The FT also said the new offering would be more sustainable than if it tried to reach more global consumers with the print product.
Halstead told Press Gazette: “The FT Digital Edition makes our newspaper content accessible in locations like South America and Australia where print is difficult to serve and comes with a significant carbon footprint. The Digital Edition also comes with a robust translation tool as part of the offering, which makes it an ideal product for regions where English is not the first language.”
Other new features in the app include a text-to-speech option to listen to the stories, different views including a text view that is more visually like the FT website, an archive of past issues going back ten years, and offline reading.
Five regional editions are available, plus FT Weekend and the HTSI (formerly How To Spend It) supplement, and it makes the FT Weekend Magazine available on a weekly basis to readers outside the UK for the first time.

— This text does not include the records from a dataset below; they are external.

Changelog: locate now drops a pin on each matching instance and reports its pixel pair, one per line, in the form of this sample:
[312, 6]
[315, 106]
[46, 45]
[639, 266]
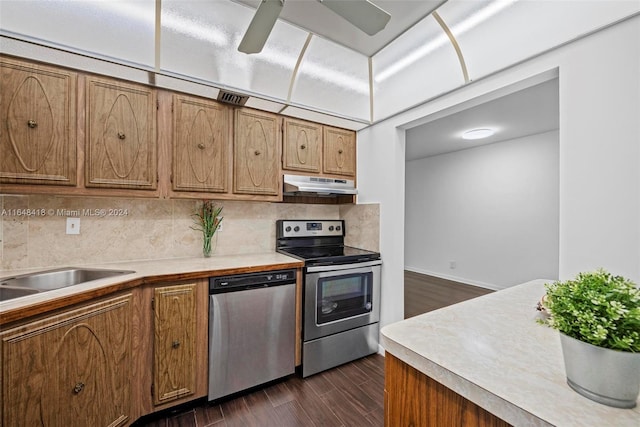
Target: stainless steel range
[341, 298]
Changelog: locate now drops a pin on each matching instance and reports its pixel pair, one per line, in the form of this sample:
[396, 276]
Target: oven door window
[343, 296]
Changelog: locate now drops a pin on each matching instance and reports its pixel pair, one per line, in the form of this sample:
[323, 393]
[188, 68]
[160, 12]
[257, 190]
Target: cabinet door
[174, 372]
[38, 139]
[301, 146]
[339, 151]
[256, 153]
[70, 369]
[200, 145]
[121, 135]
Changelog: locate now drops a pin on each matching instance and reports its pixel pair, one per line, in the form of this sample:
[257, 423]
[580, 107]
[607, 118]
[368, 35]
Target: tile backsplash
[33, 228]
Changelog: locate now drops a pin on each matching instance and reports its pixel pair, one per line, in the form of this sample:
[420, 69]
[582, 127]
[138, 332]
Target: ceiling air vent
[232, 98]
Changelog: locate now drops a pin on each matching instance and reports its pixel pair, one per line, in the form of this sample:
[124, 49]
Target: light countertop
[491, 351]
[154, 271]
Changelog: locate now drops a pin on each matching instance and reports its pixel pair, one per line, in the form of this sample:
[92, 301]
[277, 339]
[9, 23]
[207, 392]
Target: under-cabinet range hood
[318, 186]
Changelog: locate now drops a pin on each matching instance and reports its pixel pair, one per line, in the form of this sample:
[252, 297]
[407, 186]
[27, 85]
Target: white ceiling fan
[361, 13]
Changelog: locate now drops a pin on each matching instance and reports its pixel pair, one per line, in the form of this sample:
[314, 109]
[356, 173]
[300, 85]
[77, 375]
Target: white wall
[599, 157]
[491, 210]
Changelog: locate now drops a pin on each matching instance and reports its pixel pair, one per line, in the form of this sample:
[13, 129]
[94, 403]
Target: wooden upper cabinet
[174, 363]
[72, 369]
[121, 135]
[38, 109]
[302, 144]
[256, 154]
[339, 156]
[201, 142]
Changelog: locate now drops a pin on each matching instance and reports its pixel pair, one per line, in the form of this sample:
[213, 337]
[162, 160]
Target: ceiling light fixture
[478, 133]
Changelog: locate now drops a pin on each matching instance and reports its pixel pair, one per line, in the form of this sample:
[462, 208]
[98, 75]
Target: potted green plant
[207, 220]
[598, 317]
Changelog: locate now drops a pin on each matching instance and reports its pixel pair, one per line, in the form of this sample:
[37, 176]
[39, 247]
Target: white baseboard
[455, 278]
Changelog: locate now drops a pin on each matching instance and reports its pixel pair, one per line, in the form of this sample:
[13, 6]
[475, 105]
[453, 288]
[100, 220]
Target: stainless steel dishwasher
[251, 330]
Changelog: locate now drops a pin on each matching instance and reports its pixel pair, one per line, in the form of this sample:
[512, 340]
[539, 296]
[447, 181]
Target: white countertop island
[491, 351]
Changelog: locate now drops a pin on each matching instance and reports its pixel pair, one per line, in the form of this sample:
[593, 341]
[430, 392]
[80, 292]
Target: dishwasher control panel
[238, 282]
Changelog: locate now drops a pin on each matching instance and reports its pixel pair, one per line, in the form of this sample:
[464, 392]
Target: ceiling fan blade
[261, 25]
[361, 13]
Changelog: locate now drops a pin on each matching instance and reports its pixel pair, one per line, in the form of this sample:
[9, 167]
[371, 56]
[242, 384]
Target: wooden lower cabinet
[172, 355]
[71, 369]
[413, 399]
[174, 344]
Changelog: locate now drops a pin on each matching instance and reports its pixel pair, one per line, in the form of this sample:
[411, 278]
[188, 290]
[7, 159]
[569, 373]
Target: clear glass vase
[209, 245]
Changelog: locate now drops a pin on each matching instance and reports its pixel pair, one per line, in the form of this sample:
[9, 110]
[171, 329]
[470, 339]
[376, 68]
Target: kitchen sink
[27, 284]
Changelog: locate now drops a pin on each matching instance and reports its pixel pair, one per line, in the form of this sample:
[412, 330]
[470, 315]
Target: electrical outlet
[73, 225]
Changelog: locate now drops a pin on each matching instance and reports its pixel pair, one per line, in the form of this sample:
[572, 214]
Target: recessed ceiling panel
[333, 79]
[529, 111]
[494, 35]
[200, 39]
[320, 20]
[414, 68]
[122, 31]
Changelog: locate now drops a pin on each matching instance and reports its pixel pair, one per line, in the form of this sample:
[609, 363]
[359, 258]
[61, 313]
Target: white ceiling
[312, 16]
[526, 112]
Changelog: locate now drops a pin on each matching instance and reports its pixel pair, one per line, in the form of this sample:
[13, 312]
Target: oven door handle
[336, 267]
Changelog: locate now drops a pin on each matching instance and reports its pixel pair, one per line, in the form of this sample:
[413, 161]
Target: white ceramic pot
[606, 376]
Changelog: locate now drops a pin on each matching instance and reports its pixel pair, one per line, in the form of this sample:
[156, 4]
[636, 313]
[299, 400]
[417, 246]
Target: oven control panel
[304, 228]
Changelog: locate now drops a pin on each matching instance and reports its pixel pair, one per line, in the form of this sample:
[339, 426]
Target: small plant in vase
[207, 220]
[598, 317]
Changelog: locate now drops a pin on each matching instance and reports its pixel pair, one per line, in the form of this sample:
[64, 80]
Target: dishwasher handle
[241, 282]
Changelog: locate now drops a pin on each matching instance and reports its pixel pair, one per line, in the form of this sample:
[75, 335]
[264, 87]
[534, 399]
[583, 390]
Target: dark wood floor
[424, 293]
[350, 395]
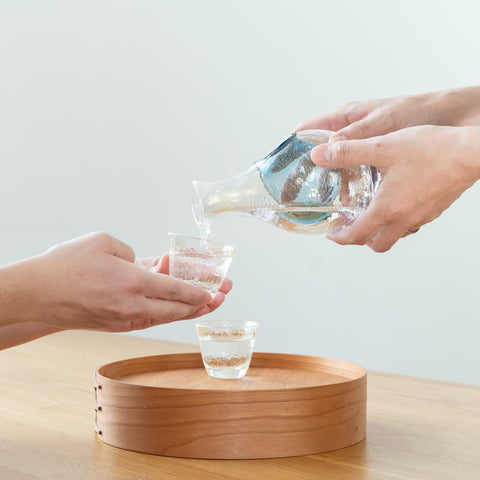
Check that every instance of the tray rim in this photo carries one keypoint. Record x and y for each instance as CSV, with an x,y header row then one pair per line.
x,y
220,391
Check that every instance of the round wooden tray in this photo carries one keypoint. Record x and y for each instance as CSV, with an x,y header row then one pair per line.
x,y
286,405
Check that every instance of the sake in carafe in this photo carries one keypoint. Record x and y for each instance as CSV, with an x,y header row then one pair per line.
x,y
288,190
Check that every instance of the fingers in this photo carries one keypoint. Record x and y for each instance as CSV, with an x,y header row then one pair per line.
x,y
226,286
159,286
164,266
334,121
116,247
342,154
372,125
163,311
363,229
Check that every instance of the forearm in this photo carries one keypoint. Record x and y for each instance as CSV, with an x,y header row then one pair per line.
x,y
456,107
18,287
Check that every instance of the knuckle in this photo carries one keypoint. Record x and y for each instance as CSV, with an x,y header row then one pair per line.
x,y
340,152
101,238
174,290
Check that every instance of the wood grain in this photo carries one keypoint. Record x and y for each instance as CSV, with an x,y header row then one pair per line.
x,y
416,428
287,405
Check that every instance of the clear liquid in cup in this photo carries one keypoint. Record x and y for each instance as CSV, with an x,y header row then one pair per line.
x,y
227,351
206,271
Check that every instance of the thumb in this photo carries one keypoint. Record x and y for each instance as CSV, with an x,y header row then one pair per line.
x,y
347,153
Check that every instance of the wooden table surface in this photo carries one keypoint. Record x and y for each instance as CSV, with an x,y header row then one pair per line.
x,y
416,428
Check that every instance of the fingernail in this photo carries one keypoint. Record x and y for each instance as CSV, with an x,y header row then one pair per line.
x,y
331,234
338,138
320,154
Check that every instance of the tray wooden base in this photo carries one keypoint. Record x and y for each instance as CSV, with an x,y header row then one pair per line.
x,y
286,405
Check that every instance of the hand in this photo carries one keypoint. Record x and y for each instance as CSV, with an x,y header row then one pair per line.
x,y
161,265
92,283
424,170
371,118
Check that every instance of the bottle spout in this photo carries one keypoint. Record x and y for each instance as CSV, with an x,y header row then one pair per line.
x,y
198,193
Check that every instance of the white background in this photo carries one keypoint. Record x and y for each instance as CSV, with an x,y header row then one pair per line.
x,y
109,108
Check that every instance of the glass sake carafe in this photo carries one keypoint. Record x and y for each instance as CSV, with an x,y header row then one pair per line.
x,y
288,190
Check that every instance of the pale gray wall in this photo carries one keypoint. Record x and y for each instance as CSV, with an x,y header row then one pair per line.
x,y
108,109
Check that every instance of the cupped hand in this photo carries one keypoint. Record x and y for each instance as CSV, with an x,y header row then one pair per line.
x,y
371,118
94,283
424,170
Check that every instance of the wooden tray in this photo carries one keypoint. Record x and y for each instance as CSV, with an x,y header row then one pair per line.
x,y
286,405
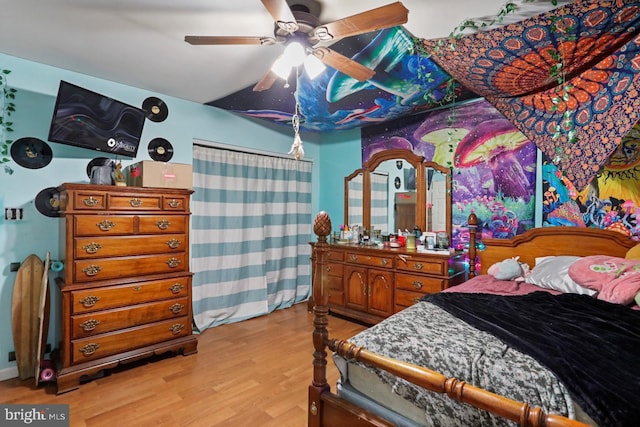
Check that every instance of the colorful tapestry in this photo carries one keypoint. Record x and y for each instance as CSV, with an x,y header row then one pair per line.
x,y
513,68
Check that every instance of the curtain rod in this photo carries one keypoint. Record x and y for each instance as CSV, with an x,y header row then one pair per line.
x,y
212,144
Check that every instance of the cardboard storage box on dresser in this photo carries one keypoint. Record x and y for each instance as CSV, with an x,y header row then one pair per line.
x,y
159,174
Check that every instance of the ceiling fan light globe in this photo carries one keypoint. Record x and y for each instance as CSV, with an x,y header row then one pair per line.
x,y
294,54
313,66
281,67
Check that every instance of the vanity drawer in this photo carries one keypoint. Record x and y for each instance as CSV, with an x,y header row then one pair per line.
x,y
335,255
90,270
370,260
101,225
107,297
89,324
98,247
405,299
416,283
91,348
427,266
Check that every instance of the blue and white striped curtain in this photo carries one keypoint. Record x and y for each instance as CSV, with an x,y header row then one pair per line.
x,y
379,201
251,229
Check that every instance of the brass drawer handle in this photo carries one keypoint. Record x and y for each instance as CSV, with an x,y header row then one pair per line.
x,y
92,270
89,325
89,301
92,247
176,328
176,288
163,224
89,349
106,225
90,201
176,308
173,243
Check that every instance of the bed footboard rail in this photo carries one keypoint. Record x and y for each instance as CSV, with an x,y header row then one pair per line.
x,y
519,412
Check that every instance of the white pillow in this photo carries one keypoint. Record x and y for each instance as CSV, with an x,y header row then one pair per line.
x,y
552,272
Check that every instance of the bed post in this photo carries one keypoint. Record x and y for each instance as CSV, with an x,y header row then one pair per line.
x,y
473,229
322,228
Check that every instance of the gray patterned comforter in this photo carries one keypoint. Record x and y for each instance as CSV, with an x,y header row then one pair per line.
x,y
428,336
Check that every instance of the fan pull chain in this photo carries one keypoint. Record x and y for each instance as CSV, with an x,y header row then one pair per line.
x,y
296,148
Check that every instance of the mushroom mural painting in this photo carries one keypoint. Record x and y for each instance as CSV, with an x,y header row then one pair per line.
x,y
494,164
610,201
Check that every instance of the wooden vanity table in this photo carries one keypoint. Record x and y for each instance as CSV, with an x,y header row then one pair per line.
x,y
370,283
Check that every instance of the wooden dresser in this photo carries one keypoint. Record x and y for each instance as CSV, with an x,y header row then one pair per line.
x,y
126,292
369,283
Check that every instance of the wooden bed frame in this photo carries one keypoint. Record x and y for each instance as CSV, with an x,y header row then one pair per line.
x,y
326,409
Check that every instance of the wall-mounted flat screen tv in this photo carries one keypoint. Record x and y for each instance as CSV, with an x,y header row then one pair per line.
x,y
86,119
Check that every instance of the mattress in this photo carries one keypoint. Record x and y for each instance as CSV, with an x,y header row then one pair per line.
x,y
454,349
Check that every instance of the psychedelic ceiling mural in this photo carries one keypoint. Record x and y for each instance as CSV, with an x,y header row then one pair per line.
x,y
406,83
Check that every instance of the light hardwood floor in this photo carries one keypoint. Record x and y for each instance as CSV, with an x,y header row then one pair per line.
x,y
253,373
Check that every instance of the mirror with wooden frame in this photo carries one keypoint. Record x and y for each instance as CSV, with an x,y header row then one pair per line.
x,y
395,190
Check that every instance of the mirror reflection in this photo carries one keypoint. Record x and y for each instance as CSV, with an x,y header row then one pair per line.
x,y
436,206
354,187
397,190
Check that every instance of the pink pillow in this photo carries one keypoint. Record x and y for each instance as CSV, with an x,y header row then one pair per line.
x,y
617,280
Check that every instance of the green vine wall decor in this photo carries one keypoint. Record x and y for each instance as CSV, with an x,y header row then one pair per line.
x,y
7,107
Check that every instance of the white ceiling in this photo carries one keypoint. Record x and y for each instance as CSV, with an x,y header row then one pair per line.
x,y
141,42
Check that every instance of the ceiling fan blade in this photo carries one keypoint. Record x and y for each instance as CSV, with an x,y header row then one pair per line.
x,y
387,16
229,40
343,64
266,82
281,13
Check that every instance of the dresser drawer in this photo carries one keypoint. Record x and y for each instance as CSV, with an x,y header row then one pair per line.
x,y
89,324
101,225
153,224
89,200
127,202
99,247
175,203
370,260
416,283
86,349
428,266
90,270
107,297
335,256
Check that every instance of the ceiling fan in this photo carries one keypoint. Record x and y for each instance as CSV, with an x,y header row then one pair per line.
x,y
306,39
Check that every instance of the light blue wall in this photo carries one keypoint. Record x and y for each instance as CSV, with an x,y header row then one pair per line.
x,y
340,155
37,87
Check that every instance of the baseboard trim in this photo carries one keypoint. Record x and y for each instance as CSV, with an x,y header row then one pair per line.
x,y
8,373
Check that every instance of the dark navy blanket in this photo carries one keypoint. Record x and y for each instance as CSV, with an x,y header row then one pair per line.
x,y
592,346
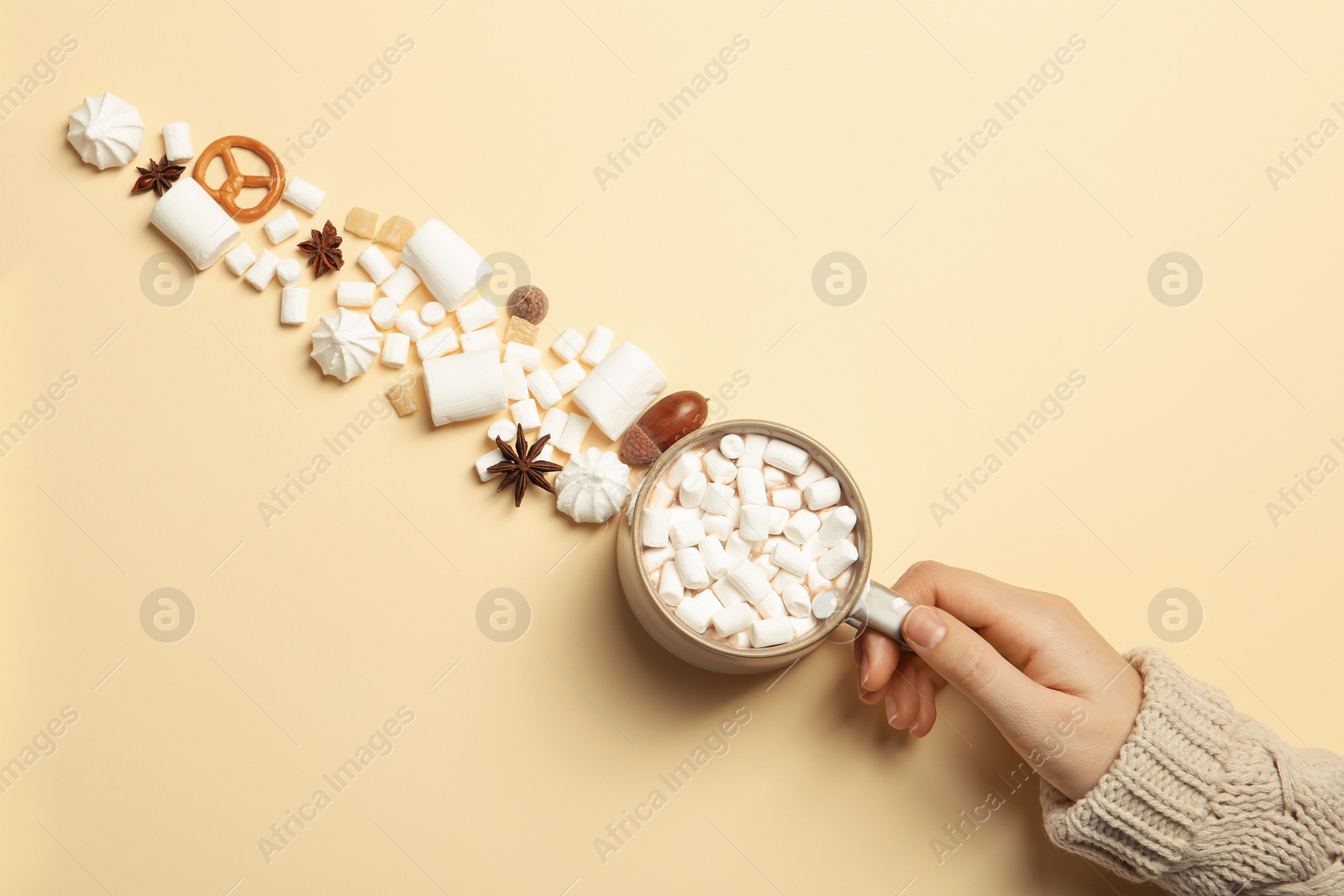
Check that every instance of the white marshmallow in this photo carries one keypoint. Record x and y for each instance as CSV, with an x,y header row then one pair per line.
x,y
690,566
281,228
436,344
571,439
375,265
476,315
515,382
396,349
463,387
385,312
568,345
822,493
618,390
355,293
837,559
685,533
178,141
769,633
401,284
837,526
569,376
448,265
524,414
410,324
293,305
656,528
716,559
302,194
197,223
691,490
752,485
734,618
262,270
526,356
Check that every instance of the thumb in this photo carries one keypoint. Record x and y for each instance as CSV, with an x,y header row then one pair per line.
x,y
969,664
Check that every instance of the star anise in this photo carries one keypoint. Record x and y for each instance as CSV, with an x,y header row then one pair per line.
x,y
324,248
521,466
158,177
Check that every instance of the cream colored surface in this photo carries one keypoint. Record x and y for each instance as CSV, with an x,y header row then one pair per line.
x,y
355,602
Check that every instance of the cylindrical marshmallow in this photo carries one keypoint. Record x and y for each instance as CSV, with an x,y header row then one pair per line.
x,y
178,141
195,223
375,265
448,265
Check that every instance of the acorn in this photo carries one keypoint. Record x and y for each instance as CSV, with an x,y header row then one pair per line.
x,y
667,422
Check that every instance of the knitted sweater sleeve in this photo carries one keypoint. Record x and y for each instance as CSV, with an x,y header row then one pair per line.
x,y
1206,801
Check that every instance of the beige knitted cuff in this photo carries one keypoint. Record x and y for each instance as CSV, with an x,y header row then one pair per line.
x,y
1146,809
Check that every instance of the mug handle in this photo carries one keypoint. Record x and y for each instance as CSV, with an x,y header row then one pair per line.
x,y
884,610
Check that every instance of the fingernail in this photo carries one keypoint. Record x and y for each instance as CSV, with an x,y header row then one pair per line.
x,y
924,627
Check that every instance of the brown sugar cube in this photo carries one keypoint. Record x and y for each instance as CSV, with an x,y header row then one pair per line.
x,y
362,222
401,399
396,231
521,331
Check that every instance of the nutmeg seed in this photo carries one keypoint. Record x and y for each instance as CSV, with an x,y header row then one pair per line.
x,y
667,422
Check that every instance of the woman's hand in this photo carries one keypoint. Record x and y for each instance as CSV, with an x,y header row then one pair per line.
x,y
1050,683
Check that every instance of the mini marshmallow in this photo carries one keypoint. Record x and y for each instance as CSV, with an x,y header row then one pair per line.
x,y
801,527
837,559
571,439
302,194
262,270
410,324
281,228
685,533
178,141
463,387
568,345
396,349
524,414
756,523
600,343
656,528
568,376
618,389
401,284
790,559
822,493
716,559
385,312
690,567
691,490
487,461
718,468
753,450
786,456
355,293
669,584
749,582
752,485
718,499
769,633
734,618
476,315
239,258
375,265
436,344
515,382
293,305
543,387
837,526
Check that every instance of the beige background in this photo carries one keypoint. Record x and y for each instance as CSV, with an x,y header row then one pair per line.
x,y
981,297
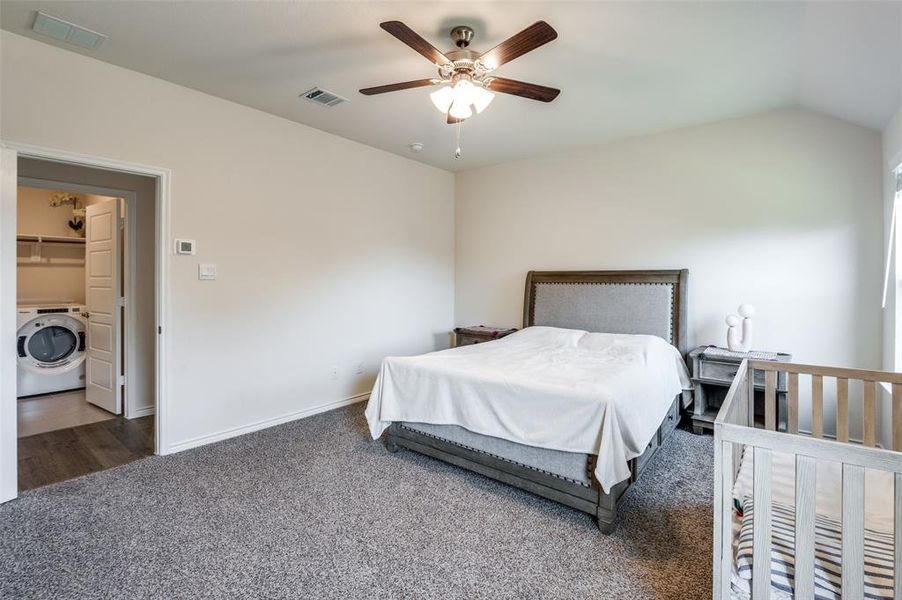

In March 2022 the publisher created FT Edit, which offers readers just eight articles a day curated by editors. It hoped to reach more young audiences who may be reluctant to pay for a full-price FT subscription.
FT Edit, which is only available through the Apple app store, was named best news media app at Press Gazette’s Future of Media Awards this month, praised for being a “great idea thoughtfully executed which is reaching news audiences, driving subscriptions and building awareness of this brand’s excellent journalism”.